2020 Fiscal Year Final Research Report

Safe and secure speech information processing based on liveness detection and ASVspoof challenge

Research Project

PDF

Project/Area Number	18KT0051
Research Category	Grant-in-Aid for Scientific Research (B)
Allocation Type	Multi-year Fund
Section	特設分野
Research Field	The Information Society and Trust
Research Institution	National Institute of Informatics
Principal Investigator	Yamagishi Junichi 国立情報学研究所, コンテンツ科学研究系, 教授 (70709352)
Project Period (FY)	2018-07-18 – 2021-03-31
Keywords	音声情報処理 / 話者照合 / 生体検知 / 生体認証 / 音声インタフェース
Outline of Final Research Achievements	As speech processing became more widespread in society, attacks on speaker verification and speech recognition began to occur. The purpose of this research is to improve the liveness detection technology of speech and to present a solution to the problem.

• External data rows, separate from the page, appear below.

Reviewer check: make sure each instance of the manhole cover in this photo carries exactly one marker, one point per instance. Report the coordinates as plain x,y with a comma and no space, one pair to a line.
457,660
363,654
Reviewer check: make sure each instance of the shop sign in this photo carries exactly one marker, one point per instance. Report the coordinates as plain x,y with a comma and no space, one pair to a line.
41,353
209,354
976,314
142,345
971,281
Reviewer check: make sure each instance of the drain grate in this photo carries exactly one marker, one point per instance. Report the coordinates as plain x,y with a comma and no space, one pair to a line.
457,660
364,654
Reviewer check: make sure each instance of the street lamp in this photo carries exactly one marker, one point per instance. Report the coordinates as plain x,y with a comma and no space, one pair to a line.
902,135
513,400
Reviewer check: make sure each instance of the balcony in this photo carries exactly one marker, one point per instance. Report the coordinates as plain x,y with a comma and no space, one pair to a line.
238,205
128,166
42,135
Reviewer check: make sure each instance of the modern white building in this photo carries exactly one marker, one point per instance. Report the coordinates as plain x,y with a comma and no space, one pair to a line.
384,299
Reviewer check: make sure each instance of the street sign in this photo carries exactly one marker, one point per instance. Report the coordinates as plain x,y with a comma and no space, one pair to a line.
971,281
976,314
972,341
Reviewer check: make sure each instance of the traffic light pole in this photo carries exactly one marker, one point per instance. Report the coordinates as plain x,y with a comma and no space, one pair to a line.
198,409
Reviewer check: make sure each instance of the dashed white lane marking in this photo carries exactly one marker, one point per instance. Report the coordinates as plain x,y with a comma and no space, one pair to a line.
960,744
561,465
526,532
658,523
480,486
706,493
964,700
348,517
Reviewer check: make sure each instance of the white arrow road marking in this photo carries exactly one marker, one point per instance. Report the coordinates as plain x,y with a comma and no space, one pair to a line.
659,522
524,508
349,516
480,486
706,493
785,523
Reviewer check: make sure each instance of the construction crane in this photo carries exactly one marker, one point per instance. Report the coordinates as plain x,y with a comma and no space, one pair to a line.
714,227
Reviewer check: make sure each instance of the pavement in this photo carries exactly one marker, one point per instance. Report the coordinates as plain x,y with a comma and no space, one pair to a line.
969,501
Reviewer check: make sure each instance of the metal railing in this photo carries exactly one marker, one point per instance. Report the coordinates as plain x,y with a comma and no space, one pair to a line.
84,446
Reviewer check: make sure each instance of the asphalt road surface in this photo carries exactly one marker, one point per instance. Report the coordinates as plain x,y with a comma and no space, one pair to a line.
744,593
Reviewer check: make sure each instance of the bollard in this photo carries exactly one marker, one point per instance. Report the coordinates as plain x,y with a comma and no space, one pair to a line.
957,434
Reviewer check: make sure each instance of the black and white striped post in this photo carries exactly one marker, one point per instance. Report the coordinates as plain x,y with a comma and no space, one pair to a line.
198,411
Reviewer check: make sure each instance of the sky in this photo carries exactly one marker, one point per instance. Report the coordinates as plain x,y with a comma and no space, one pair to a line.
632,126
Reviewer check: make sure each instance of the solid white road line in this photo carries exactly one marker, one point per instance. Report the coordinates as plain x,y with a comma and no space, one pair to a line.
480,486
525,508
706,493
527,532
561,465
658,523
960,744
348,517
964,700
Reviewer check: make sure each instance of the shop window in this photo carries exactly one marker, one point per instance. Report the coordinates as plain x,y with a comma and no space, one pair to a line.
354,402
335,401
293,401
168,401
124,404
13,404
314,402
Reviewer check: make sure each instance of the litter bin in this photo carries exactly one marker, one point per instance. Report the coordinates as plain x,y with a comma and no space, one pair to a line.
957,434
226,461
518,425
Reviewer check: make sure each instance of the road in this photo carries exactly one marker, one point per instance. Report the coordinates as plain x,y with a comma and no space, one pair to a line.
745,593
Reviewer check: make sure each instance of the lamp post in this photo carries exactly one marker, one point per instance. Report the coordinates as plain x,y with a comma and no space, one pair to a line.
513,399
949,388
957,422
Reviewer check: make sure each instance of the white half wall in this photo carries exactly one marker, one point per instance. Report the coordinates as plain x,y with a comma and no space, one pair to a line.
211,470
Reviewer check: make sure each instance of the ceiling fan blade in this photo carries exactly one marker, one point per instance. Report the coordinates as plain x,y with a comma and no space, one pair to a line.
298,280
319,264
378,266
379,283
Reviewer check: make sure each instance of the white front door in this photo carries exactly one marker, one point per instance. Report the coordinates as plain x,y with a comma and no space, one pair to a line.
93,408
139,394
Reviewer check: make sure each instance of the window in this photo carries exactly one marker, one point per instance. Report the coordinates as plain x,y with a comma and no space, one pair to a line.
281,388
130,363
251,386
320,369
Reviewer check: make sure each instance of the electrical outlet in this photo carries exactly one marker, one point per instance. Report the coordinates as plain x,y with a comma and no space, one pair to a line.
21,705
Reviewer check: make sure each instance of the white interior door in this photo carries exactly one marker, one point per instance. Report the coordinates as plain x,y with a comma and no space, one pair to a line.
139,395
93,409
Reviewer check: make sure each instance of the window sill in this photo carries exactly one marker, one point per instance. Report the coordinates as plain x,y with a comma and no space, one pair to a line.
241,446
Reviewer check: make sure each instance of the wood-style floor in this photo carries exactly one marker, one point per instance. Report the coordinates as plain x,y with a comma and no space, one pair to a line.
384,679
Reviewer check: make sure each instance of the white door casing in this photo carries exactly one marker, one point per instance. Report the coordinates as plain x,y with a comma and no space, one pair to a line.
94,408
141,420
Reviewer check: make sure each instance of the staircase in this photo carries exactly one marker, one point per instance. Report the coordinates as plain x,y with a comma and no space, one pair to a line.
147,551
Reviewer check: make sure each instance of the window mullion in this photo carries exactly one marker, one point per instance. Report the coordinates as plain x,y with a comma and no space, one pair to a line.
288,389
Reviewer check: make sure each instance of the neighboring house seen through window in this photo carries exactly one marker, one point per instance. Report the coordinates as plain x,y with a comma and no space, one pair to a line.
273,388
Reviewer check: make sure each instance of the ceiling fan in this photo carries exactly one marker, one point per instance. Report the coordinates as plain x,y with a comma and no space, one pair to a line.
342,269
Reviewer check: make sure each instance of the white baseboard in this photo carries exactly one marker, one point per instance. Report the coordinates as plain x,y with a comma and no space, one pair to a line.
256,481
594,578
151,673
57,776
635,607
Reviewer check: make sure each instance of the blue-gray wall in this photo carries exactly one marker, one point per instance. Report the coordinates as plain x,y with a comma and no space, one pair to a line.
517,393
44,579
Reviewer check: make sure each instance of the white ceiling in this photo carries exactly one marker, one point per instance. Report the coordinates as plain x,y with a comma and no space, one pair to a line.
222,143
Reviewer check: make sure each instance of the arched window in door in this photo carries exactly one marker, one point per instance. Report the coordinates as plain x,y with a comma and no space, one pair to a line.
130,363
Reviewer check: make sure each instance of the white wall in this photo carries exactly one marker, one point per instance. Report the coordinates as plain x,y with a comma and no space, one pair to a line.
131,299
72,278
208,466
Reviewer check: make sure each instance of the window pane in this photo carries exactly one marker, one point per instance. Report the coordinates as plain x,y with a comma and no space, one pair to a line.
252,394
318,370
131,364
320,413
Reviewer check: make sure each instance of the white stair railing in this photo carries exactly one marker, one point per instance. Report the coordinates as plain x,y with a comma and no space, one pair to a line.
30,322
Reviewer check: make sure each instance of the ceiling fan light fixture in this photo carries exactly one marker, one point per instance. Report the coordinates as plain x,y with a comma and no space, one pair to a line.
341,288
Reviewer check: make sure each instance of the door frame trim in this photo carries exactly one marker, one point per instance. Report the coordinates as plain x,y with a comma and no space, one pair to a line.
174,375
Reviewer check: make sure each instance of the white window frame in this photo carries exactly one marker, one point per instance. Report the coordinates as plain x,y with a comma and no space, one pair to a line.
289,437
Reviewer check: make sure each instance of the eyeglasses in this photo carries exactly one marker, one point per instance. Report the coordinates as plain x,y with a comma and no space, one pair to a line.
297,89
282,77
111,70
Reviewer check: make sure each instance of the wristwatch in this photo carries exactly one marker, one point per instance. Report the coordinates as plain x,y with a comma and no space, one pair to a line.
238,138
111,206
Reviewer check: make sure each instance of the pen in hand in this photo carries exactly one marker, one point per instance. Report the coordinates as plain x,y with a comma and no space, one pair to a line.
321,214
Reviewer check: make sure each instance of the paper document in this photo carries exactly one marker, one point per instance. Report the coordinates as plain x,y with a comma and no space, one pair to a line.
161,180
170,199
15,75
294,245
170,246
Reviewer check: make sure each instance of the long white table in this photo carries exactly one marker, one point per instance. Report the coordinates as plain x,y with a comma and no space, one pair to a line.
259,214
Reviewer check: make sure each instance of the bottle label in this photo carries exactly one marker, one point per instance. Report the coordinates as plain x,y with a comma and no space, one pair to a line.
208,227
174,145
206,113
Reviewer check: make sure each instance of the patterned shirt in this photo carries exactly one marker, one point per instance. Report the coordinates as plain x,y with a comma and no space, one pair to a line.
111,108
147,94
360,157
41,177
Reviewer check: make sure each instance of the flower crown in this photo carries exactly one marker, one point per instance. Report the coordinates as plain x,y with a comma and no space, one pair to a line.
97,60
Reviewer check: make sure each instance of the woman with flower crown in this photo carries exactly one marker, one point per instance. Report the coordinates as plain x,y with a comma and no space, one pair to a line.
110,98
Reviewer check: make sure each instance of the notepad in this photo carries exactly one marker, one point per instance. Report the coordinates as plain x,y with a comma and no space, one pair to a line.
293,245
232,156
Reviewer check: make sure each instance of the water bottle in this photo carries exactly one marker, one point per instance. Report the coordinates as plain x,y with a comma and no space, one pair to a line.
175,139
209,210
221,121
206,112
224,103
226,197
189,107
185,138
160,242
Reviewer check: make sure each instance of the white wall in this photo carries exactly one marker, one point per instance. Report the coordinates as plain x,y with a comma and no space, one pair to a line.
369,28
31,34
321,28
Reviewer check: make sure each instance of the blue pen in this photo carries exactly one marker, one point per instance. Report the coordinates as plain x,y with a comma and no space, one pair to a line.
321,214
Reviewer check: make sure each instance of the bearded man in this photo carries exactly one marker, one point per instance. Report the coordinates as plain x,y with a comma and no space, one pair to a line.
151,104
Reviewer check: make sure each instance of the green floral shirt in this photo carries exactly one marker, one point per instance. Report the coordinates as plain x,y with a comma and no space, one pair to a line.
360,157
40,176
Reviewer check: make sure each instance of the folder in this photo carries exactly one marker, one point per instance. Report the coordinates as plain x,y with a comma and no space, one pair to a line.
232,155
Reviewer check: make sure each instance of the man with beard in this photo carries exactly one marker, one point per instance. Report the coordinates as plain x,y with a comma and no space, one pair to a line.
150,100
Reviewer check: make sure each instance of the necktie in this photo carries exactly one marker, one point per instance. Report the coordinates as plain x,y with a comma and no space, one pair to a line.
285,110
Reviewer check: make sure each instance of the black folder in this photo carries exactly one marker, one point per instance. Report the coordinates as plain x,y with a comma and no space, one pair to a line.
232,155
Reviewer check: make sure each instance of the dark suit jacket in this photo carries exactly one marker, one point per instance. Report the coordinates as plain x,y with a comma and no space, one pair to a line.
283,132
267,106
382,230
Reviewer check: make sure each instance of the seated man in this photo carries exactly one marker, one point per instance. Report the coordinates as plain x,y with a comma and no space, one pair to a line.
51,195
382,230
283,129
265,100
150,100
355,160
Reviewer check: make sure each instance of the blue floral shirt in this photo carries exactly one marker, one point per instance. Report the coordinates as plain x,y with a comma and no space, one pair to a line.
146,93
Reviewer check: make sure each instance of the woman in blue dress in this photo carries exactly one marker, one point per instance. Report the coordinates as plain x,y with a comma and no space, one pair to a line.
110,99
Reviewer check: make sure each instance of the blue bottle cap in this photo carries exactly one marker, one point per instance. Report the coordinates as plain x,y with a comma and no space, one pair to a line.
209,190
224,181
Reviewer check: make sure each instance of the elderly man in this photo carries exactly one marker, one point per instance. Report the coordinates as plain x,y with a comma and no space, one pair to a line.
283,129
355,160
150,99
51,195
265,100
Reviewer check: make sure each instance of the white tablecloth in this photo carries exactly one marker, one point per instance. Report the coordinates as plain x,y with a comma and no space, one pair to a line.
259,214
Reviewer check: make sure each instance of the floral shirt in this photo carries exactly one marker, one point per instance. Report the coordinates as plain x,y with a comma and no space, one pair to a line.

Liveness detection is a machine learning technology that distinguishes between "voice obtained by another person without permission, processed, and reproduced by an external device" and "live voice uttered on the spot from the living body". Therefore, we built a DB containing a large amount of audio files synthesized by the latest speech synthesis and voice conversion technology, held a competition, and advanced the liveness detection technology in the field. It has become possible to detect artificial voices for which there is no perceived audible difference, and a solution has been obtained that realizes safe and secure voice information processing.
Free Research Field	音声情報処理
Academic Significance and Societal Importance of the Research Achievements	音声情報処理は多くのスマートデバイスで利用されており、社会を支える基盤技術である。音声の生体検知は音声インターフェースの手軽さとトラストの両方を同時に実現する技術であり、社会的意義は高い。実際、本研究を通して構築し、一般公開したDBは、世界のアカデミック組織のみならず、多くの企業にも利用されている。学術的意義も高く、多くの国際会議論文が本DBを利用している。現在AI技術により生成されたメディアが悪用される事が危惧され、deepfakeと呼ばれることもある。本研究は、音声を対象に研究を行ったが、その成果は映像や文字等にも応用可能であると考えられ、今後さらに発展させることが可能であると期待される。